Congressman John Kline (R-MN), who is chairman of the House Committee on Education and the Workforce, released an interesting statement on Wednesday about how the Every Student Succeeds Act is being implemented through the regulatory process. In particular he drills down on “supplement, not supplant” regulatory proposal.
Kline, in his statement, has taken his criticism further.

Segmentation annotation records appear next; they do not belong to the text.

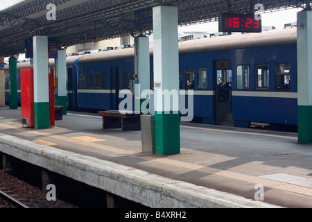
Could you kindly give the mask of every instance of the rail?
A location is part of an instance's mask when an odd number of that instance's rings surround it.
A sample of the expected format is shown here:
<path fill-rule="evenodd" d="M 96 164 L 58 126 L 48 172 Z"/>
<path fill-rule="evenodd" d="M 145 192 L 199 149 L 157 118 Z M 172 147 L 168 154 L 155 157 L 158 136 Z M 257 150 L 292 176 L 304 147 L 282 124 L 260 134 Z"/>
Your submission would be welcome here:
<path fill-rule="evenodd" d="M 13 204 L 15 206 L 19 208 L 29 208 L 28 206 L 24 205 L 24 203 L 19 202 L 17 199 L 12 198 L 8 194 L 6 194 L 3 191 L 0 190 L 0 196 L 4 198 L 6 200 L 9 201 L 10 203 Z"/>

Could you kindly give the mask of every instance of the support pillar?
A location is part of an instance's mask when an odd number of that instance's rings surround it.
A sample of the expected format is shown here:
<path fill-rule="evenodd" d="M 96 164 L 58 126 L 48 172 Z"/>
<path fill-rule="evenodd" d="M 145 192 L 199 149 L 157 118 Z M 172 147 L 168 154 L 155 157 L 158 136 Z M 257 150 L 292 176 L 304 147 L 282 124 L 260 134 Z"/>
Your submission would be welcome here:
<path fill-rule="evenodd" d="M 4 58 L 0 58 L 0 108 L 6 106 L 6 83 L 4 78 Z"/>
<path fill-rule="evenodd" d="M 135 38 L 135 73 L 137 74 L 138 81 L 135 87 L 135 111 L 147 114 L 149 108 L 150 94 L 142 93 L 150 89 L 150 49 L 148 37 L 141 36 Z M 146 92 L 147 91 L 145 91 Z M 144 103 L 144 105 L 142 103 Z M 143 110 L 141 110 L 143 108 Z"/>
<path fill-rule="evenodd" d="M 155 153 L 180 153 L 177 8 L 153 9 Z"/>
<path fill-rule="evenodd" d="M 66 51 L 58 50 L 58 58 L 55 58 L 55 74 L 58 78 L 58 96 L 55 99 L 56 105 L 65 108 L 62 110 L 63 114 L 67 114 L 67 90 L 66 86 Z"/>
<path fill-rule="evenodd" d="M 17 59 L 9 58 L 10 66 L 10 109 L 17 109 Z"/>
<path fill-rule="evenodd" d="M 50 127 L 49 103 L 48 37 L 33 37 L 35 128 Z"/>
<path fill-rule="evenodd" d="M 312 11 L 297 14 L 298 142 L 312 142 Z"/>

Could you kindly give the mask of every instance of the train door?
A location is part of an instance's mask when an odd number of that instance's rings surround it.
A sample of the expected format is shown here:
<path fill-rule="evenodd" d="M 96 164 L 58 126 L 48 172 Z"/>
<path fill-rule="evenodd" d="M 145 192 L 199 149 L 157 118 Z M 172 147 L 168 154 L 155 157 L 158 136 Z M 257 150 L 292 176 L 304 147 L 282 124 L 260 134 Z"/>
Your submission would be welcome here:
<path fill-rule="evenodd" d="M 119 107 L 119 78 L 118 67 L 110 68 L 110 83 L 112 92 L 110 103 L 112 110 L 118 110 Z"/>
<path fill-rule="evenodd" d="M 68 108 L 73 108 L 73 69 L 67 68 L 67 98 Z"/>
<path fill-rule="evenodd" d="M 216 61 L 216 124 L 232 125 L 232 63 Z"/>

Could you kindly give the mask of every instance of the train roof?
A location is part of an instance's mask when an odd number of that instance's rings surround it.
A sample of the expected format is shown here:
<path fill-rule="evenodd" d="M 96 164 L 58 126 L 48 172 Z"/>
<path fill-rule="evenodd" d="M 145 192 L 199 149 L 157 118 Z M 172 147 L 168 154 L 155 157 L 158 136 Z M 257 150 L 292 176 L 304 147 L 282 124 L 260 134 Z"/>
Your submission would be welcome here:
<path fill-rule="evenodd" d="M 297 28 L 265 31 L 260 33 L 231 35 L 181 42 L 180 53 L 296 43 Z"/>
<path fill-rule="evenodd" d="M 297 28 L 295 27 L 274 29 L 260 33 L 223 35 L 209 38 L 187 40 L 179 42 L 179 53 L 189 53 L 231 49 L 257 47 L 276 44 L 295 43 Z M 150 45 L 150 55 L 153 53 L 153 46 Z M 82 58 L 78 63 L 97 62 L 107 60 L 126 59 L 134 56 L 134 49 L 122 49 L 88 54 Z"/>
<path fill-rule="evenodd" d="M 260 33 L 245 33 L 243 35 L 230 35 L 209 38 L 187 40 L 179 42 L 179 53 L 189 53 L 202 51 L 211 51 L 231 49 L 263 46 L 283 44 L 296 43 L 297 28 L 288 28 L 265 31 Z M 134 48 L 121 49 L 100 51 L 87 55 L 78 55 L 67 57 L 67 65 L 72 66 L 75 61 L 78 63 L 132 58 Z M 150 45 L 150 55 L 153 53 L 153 46 Z M 49 67 L 54 66 L 54 60 L 49 59 Z M 20 68 L 32 68 L 30 62 L 19 62 Z M 8 65 L 5 65 L 5 69 Z"/>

The Department of Education is threatening to unilaterally impose a multi-billion dollar regulatory tax on our nation’s schools. This punitive policy will unleash havoc on schools and their students at a time when education leaders should be focused on helping children succeed in the classroom. America’s poorest neighborhoods will be hit the hardest as communities are forced to relocate teachers, raise taxes, or both. Any supposed “flexibility” is really a limited set of bad choices dictated by the secretary of education. This is not at all what Congress intended, and those who helped enact this law cannot honestly believe differently.

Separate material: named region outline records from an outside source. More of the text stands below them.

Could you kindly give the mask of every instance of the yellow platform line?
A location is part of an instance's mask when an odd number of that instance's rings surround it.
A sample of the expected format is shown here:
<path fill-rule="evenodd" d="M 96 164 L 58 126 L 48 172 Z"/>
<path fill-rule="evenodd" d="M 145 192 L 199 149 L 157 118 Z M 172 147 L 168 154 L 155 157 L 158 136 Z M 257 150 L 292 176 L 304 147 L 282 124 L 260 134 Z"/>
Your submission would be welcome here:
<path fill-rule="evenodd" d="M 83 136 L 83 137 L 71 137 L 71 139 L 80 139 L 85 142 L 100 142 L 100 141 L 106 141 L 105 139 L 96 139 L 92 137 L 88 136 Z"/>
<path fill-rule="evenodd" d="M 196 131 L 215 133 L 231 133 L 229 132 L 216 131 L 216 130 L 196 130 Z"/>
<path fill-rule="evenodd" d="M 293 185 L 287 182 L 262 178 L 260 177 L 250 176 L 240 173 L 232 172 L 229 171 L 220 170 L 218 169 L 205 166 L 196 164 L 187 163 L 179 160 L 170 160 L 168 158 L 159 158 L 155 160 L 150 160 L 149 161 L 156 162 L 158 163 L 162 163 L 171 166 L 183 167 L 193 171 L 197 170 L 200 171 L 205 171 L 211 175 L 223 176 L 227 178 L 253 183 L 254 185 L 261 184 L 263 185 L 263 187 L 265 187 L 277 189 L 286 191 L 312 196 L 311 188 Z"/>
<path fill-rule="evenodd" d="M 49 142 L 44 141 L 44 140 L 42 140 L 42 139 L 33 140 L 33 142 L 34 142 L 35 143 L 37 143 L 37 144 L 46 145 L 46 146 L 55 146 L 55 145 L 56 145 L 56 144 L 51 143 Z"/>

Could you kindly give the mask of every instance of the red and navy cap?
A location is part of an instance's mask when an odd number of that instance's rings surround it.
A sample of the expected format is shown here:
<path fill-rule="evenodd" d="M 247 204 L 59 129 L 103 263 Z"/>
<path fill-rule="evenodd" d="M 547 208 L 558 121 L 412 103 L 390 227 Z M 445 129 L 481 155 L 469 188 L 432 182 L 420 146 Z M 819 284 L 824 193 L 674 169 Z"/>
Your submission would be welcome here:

What the secretary is proposing is unprecedented and unlawful. The only way to make this right is to scrap this convoluted regulatory scheme immediately. Members of Congress came together to pass bipartisan reforms that are designed to help every child receive an excellent education, and we will not allow this administration to undermine these reforms with its own extreme, partisan agenda. (emphasis mine)
First, had only Kline and Alexander listened to those of us who said this would happen. The bill’s language left too much to be decided by the Secretary of Education. You give educrats an inch and they’ll take a mile. They were warned and they didn’t listen.
Second, I’m encouraged by Kline’s statement that the only way to make it right “is to scrap this convoluted regulatory scheme immediately.” Frankly we’d all be better off if the executive branch was stripped of his regulatory power and simply had to enforce laws as intended by Congress. The only people to blame for this is Congress. When you pass bills that are hundreds and thousands of pages long it becomes convoluted. When you leave too much up for interpretation in a bill it becomes convoluted. When you pass the buck to the executive branch, in this case the U.S. Department of Education, to decide how it is implemented the process becomes convoluted.
This is the Frankenstein monster that Congressman Kline, Senator Alexander and others helped to create. I can only hope that they are beginning to see that the only way to return power to the states is to truly remove power from the federal government.
I’m hopeful, but skeptical as well because it’s an election year.